A player with a low M must act soon or be weakened by the inability to force other players to fold with aggressive raises.

The term was named after Paul Magriel.
==Calculation==
The M-ratio is calculated by the formula:

$M = \frac{\mbox{stack}}{\mbox{small blind} + \mbox{big blind} + \mbox{total antes}}$

For example, a player in an eight-player game with blinds of $50/$100, an ante of $10, and a stack of $2,300 has an M-ratio of 10:

$M = \frac{2300}{50 + 100 + (10 \times 8)} = \frac{2300}{230} = 10$

That is, if the player only makes the compulsory bets, they will be "blinded out" of the game in 10 rounds, or 80 hands.
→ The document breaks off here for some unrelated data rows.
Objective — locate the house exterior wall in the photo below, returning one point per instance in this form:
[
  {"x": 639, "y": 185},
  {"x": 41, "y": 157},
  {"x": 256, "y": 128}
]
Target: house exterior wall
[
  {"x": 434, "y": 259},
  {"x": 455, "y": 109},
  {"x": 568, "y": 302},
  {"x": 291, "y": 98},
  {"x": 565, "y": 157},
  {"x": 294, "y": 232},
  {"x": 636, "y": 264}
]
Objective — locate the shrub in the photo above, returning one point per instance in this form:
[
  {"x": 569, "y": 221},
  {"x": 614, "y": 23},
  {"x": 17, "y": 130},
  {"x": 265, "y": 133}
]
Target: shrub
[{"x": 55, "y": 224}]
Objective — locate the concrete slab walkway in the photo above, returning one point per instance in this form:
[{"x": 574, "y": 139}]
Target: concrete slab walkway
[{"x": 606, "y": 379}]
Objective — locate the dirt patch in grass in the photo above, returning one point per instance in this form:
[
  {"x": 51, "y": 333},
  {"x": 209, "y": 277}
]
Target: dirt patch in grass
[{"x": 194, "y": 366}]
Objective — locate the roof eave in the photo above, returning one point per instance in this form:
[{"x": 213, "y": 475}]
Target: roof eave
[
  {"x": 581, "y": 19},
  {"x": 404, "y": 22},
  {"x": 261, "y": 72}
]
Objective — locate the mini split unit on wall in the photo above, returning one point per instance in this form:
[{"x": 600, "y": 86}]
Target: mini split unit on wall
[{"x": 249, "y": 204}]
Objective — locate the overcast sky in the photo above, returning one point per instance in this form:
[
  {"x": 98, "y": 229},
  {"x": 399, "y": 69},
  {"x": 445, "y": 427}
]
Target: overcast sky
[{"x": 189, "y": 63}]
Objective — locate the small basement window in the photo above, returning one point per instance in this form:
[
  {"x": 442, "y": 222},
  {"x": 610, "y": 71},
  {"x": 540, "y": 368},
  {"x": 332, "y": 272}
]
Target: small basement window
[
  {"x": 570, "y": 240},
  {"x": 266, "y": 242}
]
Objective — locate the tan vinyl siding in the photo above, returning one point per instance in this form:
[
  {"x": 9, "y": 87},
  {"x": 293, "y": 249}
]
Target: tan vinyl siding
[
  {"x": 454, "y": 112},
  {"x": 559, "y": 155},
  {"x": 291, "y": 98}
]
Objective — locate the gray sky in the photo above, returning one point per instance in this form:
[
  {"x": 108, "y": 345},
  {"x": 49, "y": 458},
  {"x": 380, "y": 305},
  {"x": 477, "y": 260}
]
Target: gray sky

Dan Harrington studied the concept in great detail in Harrington on Holdem: Volume II The Endgame, defining several "zones" in which the M-ratio may fall:

| Zone name | M-ratio | "Optimal" strategy |
|---|---|---|
| Green zone | M ≥ 20 | Most desirable situation, freedom to play conservatively or aggressively as you choose |
| Yellow zone | 10 ≤ M < 20 | Must take more risks, hands containing small pairs and small suited connectors lose value |
| Orange zone | 6 ≤ M < 10 | Main focus is to be first-in whatever you decide to play, important to preserve chips |
| Red zone | 1 ≤ M < 6 | Your only move is to move all-in or fold |
| Dead zone | M < 1 | You are completely dependent on luck to survive. The only move is to push all-in into an empty pot |

==Effective M==

Harrington further develops the concept to account for shortening tables, as is seen at the closing stages of multi-table tournaments. The M-ratio is simply multiplied by the percentage of players remaining at the table, assuming a ten-player table to be "full".

$M_{\mbox{Effective}} = M \times \left( \frac{\mbox{Players}}{10} \right)$

Therefore, for a player with a "simple M ratio" of 9 at a five player table, the effective M is 4.5:

$M_{\mbox{Effective}} = 9 \times \left( \frac{5}{10} \right) = 4.5$

This means that although the player's simple M value places him in the orange zone, their effective M dictates a shift in playing style appropriate for the red zone. In essence, ten times the effective M denotes the expected number of hands a player can let pass before running out of chips.